# How Long Should They Burn?



## big rockpile (Feb 24, 2003)

Wanting to use couple of these Lights.How long shout they burn off a 12v 75 Amp Hour Marine Deep Cycle Battery?

Web Store - Custom Fitz L.E.D. and H.I.D. lighting

big rockpile


----------



## AVanarts (Jan 2, 2011)

OK, 12 volts times 75 amp hours gives you 900 watt hours.

You probably shouldn't discharge that battery beyond 50% to keep a decent lifetime, so 450 useable watt hours. 

The light uses 50 watts, so 450 watt hours divided by 50 watts will give you 9 hours of light.
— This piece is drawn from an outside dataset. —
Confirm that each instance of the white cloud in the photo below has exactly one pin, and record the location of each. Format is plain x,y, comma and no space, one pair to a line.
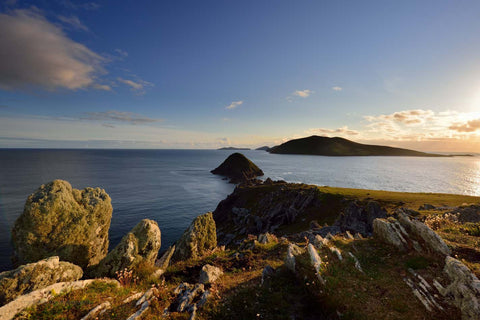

That's assuming one light and one battery.


----------



## tkrabec (Mar 12, 2003)

Ideally you want to use less than 20% of the battery's capacity for longevity, ie the more you discharge a bettery the less often you can charge it. Also don't forget to take into account inefficiencies. so figure 8-8.5 hrs using AVanarts figures.


----------



## big rockpile (Feb 24, 2003)

Ok I'm wanting to use two of these Lights for Gigging on my Boat,without using a generator.Most they would be used is 6 Hours a night.

My understanding is Deep Cycle Batteries develope a Memory so best to completly draw them down before recharging.I'm thinking LED Lights will draw less.

Either way if I get couple of these Lights and maybe couple Batteries will be far cheaper than Buying and Running a Generator.

big rockpile


----------



## AVanarts (Jan 2, 2011)

Lead acid batteries don't develope a memory so there's no problem there. The old Ni/Cad batteries that were used in cordless phones and stuff like that did develope a memory, but I haven't even seen those in a while.


----------



## fantasymaker (Aug 28, 2005)

Led are not real efficant Id go for a inverter and CFLs in the Daylight not the soft whites.
Menards here has a 3 pack of 60 watt equivilents for 99cents a pack!


----------



## Jim-mi (May 15, 2002)

I have to disagree with the last post. 
LED's are very efficient.
What about the inefficiency of the inverter....
And since this is for fishing it is far safer to keep it at 12vdc rather than water/120vac hazards.
With a 12vdc LED lamp you could even let the lamp go totally under water--Safely.

Those ultra cheap CFLs are what gives CFLs a bad name ----short life cheap......

Ya get what ya pay for . . . . . . .cheaper is not always better..........


----------